My friend, Matt, texted me right after Andrew Luck’s extension was announced.
“Luck has to be the Bills’ second-favorite quarterback now.”
“So Doug Whaley can say the best young QB in the league gets $23M per year.”
“He’s begging to say that sentence right after Tyrod Taylor’s agent Adisa Bakari tells him how much Brock Osweiler makes.”
That, right there... is a tremendous point.
(For the record, Osweiler signed a deal with the Houston Texans this offseason that averages $18M per season.)
It makes perfect sense for Bills fans to be curious about how Luck’s six-year, $140M contract affects the impending money talks with Tyrod Taylor.
But I don’t really think Luck’s monster extension impacts most future quarterback deals in the traditional sense, as in... “setting the market.”
If anything, it just creates a (lower-than-expected) quarterback-contract ceiling. His $23M average per year (APY) should and probably will act as bargaining leverage for NFL front offices during contract discussions with their signal-callers.
How many agents can plop down at the negotiating table and say, with a straight face, “ok, let’s start with that Luck got”?
Yeah, probably none.
To me, Luck has fallen sliiiiightly short of the gigantic, Elway-esque, Peytonian expectations set forth for him by, well, just about everybody when he entered the league out of Stanford in 2012, but those expectations still carry significant weight.

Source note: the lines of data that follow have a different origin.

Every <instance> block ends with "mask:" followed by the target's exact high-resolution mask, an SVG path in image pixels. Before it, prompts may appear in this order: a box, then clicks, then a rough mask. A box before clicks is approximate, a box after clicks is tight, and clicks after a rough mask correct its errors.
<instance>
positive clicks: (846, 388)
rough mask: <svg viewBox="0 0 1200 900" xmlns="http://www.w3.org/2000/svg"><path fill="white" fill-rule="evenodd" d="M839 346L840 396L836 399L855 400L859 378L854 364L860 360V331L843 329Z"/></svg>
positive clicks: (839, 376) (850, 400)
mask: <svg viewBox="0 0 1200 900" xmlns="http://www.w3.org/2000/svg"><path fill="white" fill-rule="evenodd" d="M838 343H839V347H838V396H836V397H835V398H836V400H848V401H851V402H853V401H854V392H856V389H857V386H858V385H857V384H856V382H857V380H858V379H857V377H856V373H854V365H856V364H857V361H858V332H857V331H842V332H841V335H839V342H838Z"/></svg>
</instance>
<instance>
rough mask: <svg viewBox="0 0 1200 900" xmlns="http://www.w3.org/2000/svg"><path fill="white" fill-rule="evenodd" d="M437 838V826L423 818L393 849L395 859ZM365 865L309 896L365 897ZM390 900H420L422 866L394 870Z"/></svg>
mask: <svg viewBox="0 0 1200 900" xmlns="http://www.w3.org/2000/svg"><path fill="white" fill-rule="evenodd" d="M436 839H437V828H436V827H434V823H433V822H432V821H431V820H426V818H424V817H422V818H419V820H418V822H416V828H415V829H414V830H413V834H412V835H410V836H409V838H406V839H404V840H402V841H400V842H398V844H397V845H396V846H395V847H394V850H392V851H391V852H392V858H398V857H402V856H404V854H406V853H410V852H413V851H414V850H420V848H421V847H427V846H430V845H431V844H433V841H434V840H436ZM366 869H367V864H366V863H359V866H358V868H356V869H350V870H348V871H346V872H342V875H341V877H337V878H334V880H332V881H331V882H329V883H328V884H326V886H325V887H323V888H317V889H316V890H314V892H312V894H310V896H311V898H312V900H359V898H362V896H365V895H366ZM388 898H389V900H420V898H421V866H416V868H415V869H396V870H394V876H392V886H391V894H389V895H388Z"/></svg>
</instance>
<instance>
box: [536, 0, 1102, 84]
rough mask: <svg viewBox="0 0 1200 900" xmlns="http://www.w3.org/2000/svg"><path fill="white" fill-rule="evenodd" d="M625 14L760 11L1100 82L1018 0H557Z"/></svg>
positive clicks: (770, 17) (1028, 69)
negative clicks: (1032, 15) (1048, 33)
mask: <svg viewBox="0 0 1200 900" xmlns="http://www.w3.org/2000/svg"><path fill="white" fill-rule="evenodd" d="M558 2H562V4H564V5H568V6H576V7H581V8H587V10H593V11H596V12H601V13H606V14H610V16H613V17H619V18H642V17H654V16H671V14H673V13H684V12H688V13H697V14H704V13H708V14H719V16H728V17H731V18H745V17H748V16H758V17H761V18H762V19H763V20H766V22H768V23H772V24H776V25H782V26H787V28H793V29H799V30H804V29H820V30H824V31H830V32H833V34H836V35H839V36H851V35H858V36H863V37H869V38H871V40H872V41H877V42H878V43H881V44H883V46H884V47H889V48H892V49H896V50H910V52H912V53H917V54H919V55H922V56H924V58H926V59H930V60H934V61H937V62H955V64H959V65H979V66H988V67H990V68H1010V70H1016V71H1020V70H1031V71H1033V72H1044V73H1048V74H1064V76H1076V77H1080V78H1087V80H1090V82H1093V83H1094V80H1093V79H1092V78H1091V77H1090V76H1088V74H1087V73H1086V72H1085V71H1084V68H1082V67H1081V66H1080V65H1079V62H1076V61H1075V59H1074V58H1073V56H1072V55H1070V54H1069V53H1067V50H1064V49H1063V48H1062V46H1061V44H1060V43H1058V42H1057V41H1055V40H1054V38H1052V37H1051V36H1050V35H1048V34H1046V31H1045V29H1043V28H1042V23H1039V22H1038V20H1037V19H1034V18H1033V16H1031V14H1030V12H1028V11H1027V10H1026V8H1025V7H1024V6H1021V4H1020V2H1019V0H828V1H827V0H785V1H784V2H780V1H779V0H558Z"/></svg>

When you’re a white, 6’4” pocket passer from one of the most prestigious colleges in the country, universally viewed as the most impeccably clean prospect in decades among the ever-bickering #DraftTwitter and are ultimately selected No. 1 overall, your reputation is hard to tarnish.
Luck looked the part from the start of his NFL career, throwing for 4,374 yards as a rookie en route to an unlikely playoff berth for the Colts. Both developments helped to serve as instant validation that, yes, the consensus draft evaluations were correct, and, yes, he was something special.
(Throwing for 4,761 yards and 40 touchdowns in his third season was super impressive, too.)
However, over his last 16 games — which includes three playoff outings — Luck has completed 56.7% of his passes (6.71 yards per attempt) with 30 touchdowns and 22 interceptions.
Still, though... if you survey NFL fans and media alike about the quarterback they’d select to start a franchise with today, the majority of the picks would be Luck.
Hence, even after an abysmal, injury-plagued fourth-year in the NFL, Indianapolis had seemingly no issue making him the highest-paid QB in league history.
Luck’s guarantees — $47M due at signing — are critical, without a doubt. But his overall $23.3M APY and $24.5M APY in “new money” should have Whaley and Redskins GM Scot McCloughan smiling ear to ear.
After all, it wouldn’t have been crazy if Luck’s APY was in the $28M -$30M range.
That $23.3M equates to 15% of the 2016 salary cap. Just three years ago, $18.5M would’ve represented that same 15%. In a few seasons, with the way the NFL salary cap is exponentially rising, we’ll probably see Luck’s contract as a colossal steal.
Obviously, there’s no way to be sure what will ultimately happen with Tyrod Taylor and the Bills and, more specifically, how big his contract would be.
But it seems like Luck’s mega extension actually did Buffalo a favor.